Agora, é hora de os jogadores e o Narrador começarem a associar nomes e lugares a essas questões ou a coisas relacionadas às mesmas, pois isso oferecerá um ponto de partida para coisas com as quais os personagens terão que se envolver no cenário.

Claro, que como tudo, isso é um ponto de partida: com os eventos dos jogos, as coisas ficarão mais claras e poderão ser reescritas.

No caso de Rostos, eles serão NPCs que terão que receber algum tipo de Aspecto que os envolva com a trama em questão. No caso de Locais, isso não é necessário de imediato. Em ambos os casos, entretanto, é necessário que os personagens digam um pouco sobre o que eles acham das coisas como parâmetros iniciais.
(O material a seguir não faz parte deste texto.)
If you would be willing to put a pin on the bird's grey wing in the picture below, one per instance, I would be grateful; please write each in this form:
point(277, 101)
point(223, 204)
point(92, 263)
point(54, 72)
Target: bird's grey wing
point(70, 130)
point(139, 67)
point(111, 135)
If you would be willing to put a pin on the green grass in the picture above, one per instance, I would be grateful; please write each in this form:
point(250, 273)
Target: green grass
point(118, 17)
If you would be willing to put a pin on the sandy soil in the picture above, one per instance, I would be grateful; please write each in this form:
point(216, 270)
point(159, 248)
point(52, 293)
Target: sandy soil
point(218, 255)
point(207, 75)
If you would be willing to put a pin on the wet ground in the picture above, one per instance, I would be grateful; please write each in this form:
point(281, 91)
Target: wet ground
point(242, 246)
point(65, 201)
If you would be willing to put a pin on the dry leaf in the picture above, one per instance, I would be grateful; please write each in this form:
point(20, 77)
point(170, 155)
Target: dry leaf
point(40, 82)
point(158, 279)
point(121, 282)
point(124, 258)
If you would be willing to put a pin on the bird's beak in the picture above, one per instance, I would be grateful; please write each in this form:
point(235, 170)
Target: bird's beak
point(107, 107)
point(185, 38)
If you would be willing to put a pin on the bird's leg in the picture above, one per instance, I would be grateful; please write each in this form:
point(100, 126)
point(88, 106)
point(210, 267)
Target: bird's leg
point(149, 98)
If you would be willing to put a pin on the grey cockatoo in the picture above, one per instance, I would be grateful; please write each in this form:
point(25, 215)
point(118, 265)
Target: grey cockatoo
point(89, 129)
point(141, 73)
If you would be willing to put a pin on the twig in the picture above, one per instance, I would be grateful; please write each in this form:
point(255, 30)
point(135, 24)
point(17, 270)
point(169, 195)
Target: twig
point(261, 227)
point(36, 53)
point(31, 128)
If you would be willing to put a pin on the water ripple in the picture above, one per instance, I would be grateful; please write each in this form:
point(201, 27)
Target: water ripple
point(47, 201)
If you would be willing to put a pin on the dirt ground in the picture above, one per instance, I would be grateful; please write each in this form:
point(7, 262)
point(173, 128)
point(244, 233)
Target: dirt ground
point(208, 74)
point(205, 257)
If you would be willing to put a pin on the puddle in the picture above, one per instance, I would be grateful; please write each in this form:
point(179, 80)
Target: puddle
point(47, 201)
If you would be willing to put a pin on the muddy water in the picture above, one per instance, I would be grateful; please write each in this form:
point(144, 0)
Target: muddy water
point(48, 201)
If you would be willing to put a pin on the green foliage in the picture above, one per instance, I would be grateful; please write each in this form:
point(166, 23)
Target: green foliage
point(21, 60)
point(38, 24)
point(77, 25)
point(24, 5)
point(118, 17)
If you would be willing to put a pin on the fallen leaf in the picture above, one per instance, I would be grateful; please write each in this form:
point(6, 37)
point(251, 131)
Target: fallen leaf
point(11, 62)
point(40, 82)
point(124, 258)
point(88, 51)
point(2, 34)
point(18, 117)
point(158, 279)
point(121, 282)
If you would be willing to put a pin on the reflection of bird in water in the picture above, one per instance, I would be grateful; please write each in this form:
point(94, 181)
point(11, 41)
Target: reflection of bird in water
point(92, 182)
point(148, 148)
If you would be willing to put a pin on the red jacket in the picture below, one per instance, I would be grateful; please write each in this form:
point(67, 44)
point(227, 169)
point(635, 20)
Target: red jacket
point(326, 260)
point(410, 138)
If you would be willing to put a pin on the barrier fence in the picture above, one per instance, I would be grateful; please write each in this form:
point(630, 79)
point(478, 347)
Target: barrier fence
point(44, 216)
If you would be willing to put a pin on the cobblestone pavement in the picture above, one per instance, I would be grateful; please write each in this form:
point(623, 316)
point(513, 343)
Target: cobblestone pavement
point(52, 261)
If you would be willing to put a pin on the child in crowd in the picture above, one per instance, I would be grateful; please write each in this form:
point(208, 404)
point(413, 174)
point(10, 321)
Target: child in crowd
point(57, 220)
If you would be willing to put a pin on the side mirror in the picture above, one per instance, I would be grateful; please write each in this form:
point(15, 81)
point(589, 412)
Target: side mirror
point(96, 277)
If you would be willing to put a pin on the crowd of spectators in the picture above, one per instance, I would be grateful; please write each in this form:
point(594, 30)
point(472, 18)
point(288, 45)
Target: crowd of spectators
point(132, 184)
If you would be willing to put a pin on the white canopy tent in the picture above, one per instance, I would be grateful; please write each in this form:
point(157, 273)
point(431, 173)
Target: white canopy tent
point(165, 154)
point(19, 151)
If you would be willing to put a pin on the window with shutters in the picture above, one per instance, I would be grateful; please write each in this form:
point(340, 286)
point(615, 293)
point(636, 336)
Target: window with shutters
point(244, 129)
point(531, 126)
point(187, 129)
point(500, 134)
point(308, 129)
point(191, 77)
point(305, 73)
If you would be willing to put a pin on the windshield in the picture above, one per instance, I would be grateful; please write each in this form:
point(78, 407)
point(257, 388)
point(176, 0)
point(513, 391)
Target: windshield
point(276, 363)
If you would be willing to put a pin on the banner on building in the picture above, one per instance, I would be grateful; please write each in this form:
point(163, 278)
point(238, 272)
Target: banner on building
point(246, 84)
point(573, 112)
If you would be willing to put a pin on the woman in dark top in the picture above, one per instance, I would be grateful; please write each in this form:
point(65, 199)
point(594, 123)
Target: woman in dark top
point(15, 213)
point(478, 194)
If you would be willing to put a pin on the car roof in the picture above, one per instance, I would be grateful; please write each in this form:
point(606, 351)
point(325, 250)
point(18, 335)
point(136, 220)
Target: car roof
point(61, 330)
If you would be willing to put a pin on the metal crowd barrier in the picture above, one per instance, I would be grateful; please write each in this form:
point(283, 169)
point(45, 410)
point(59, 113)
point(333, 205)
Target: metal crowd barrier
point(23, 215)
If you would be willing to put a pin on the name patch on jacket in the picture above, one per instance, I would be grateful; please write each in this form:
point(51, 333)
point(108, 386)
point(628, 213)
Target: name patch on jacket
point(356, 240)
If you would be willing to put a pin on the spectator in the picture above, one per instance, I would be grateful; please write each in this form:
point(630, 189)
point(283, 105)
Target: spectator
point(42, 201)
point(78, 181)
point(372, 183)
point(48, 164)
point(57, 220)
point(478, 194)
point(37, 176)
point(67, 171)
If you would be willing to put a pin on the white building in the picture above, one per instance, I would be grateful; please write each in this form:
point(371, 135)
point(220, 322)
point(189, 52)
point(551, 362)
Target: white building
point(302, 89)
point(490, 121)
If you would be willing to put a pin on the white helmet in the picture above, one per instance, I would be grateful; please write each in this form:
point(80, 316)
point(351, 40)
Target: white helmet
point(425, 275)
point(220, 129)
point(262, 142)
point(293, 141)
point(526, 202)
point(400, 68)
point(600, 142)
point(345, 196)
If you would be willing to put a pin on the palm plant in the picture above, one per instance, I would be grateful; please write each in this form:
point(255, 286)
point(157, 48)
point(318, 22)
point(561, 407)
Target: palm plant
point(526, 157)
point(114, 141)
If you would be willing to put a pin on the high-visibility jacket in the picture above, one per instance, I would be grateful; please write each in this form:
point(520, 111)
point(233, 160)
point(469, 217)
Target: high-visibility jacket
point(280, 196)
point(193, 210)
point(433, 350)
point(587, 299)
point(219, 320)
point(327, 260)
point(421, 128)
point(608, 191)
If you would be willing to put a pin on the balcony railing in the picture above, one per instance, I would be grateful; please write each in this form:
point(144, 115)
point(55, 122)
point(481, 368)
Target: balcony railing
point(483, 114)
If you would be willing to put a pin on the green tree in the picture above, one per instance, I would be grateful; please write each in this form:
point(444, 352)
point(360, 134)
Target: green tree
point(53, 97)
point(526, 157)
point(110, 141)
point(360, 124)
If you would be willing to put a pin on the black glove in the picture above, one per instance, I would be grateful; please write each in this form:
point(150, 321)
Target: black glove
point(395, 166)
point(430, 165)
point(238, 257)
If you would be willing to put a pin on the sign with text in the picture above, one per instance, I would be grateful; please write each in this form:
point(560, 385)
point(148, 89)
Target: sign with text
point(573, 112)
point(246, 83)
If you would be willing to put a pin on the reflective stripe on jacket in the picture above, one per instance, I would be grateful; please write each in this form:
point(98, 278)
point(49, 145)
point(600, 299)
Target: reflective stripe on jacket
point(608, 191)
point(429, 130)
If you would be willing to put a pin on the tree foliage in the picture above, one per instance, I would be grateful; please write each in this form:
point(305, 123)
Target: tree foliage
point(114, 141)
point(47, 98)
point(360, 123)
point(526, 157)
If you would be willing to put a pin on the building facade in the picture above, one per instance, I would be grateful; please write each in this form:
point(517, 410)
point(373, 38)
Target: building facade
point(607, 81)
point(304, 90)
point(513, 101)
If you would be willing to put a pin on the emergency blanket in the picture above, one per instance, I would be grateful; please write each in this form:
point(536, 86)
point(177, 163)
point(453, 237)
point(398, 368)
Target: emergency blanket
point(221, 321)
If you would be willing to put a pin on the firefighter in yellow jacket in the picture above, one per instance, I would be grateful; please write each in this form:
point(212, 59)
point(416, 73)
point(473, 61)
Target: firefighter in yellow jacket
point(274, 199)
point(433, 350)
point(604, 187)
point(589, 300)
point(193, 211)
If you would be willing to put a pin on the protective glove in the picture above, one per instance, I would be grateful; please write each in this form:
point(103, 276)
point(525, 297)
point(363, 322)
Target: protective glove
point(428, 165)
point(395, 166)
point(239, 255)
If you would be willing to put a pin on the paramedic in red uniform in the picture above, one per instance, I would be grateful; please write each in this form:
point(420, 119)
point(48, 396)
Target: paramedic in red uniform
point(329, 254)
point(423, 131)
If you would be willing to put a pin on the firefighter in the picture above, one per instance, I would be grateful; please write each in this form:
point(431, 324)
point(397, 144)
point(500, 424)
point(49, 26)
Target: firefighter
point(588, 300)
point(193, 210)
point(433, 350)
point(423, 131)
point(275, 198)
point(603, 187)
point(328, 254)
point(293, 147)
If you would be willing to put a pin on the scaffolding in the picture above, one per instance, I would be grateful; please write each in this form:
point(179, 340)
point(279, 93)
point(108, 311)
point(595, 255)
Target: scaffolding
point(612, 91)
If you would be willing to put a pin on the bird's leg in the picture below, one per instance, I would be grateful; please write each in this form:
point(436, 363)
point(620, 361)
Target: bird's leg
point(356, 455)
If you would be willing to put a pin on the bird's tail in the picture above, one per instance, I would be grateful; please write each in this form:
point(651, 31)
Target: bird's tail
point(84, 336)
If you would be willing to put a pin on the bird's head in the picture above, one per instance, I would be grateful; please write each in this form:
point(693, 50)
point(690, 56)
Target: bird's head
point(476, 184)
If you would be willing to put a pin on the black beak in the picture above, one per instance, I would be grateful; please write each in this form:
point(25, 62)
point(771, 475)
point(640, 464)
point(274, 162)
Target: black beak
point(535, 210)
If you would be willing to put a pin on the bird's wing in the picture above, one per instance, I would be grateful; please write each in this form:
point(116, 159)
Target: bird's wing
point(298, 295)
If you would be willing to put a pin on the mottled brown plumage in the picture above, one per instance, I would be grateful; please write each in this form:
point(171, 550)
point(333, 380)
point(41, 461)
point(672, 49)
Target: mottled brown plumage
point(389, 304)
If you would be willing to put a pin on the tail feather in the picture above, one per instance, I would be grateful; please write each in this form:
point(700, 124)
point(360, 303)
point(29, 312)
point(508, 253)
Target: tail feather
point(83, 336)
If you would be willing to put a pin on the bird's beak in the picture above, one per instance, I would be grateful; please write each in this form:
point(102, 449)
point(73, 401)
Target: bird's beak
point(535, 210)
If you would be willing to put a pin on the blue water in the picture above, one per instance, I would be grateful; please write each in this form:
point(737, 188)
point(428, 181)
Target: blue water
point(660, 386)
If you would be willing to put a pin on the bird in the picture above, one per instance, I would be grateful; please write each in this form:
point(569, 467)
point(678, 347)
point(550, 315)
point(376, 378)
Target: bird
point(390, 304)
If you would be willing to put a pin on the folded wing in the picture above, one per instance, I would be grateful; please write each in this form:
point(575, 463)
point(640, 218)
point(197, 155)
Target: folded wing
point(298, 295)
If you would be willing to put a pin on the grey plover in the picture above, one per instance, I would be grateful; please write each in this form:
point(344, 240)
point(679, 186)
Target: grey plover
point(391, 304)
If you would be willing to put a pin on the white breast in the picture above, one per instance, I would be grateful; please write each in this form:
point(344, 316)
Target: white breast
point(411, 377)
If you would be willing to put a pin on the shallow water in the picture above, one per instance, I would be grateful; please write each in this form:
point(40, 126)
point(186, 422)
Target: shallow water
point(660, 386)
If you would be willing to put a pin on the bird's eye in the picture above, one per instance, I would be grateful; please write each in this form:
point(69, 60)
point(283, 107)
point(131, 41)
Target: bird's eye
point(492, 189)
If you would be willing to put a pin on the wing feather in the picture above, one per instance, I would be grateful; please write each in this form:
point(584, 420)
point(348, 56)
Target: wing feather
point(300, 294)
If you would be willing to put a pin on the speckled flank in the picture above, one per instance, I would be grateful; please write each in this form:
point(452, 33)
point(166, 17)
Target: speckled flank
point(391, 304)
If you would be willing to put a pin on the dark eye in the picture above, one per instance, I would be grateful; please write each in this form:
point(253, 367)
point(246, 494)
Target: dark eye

Primeiramente, eles decidem que tudo ocorrem em Nova York, com os personagens ainda tentando se relocalizar das experiências estranhas com as Fábulas que lhes concederam Poderes em Troca de Memórias

  • Isso leva eles a pensarem em usar Strawberry Fields, dentro do Central Park, como ponto de encontro do grupo, já que foi lá que eles foram encontrados meio perturbados e com roupas totalmente estranhas, de tecidos de materiais e construções que eles apenas conseguem definir como de Contos de Fadas
  • Isso leva a Lúcio pensar em um NPC recorrente que pode lhes ajudar (ou mão) no processo de se readaptar e entender o que aconteceu com eles. Ele é conhecido como Sr. Tumnus e parece um mendigo meio louco que mora em Strawberry Fields. Entretanto, ele Aparenta Saber mais do que Diz já que não ficou chocado com o cheiro do ozônio e as roupas estranhas e tudo relacionado ao retorno dos personagens;
  • O que faz com que os personagens precisem de uma “base de operações”. Como Júlia revela que tem o interesse em ser uma espécie de Fada Madrinha do grupo, ela decide que seu personagem tem um Flat no Ediício Dakota que fica ao lado. O Ar de Mistério que involve o mesmo torna tudo ainda mais interessante, já que tem o lance de ter sido a casa de John Lennon na América até ele ser morto por Mark Chapman, e toda a questão do filme O Bebê de Rosemary, torna interessante que a base dos personagens seja lá
  • O que leva à questão iminente das pessoas que estão percebendo a Verdade. Mateus afirma que seu personagem, que será um ex-detetive durão, tem um amigo investigador com o qual ele conversou sobre esses eventos. O nome dele é Jeremy Chang e parece curtir uns lances de Misticismo, C’hi Kung e Feng Shui. Apesar das risadas iniciais, algo aparenta ter a mais na jogada.
  • Por fim, eles decidem colocar uma Face para a questão iminente de que “As Brumas de Avalon irão se desfazer!”: uma estranha mulher, que se apresentou como Morgause, apareceu diante deles quando eles apareceram no Strawberry Fields. Ela aparenta saber muito mais do que diz, mas eles decidem que não é hora de colocar Aspectos sobre ela, deixando por conta de Lúcio ir preenchendo as lacunas conforme os acontecimentos.

As Faces então seriam:

  • Sr. Tumnus, um mendigo meio louco que vive em Strawberry Fields
    • Aparenta Saber mais do que Diz
  • Jeremy Chang, um investigador da polícia de Nova York
    • Misticismo, C’hi Kung e Feng Shui
  • Morgause, uma mulher estranha que apareceu quando eles “voltaram”

E os Locais:

  • Nova York, onde tudo acontece
  • Strawberry Fields, onde eles “voltaram” à nossa realidade e onde se encontram
  • Flat no Edifício Dakota que funciona como base de operações dos personagens
    • Ar de Mistério

Com isso, eles podem começar a planejar melhor as coisas, preenchendo alguns detalhes sobre como a campanha irá funcionar.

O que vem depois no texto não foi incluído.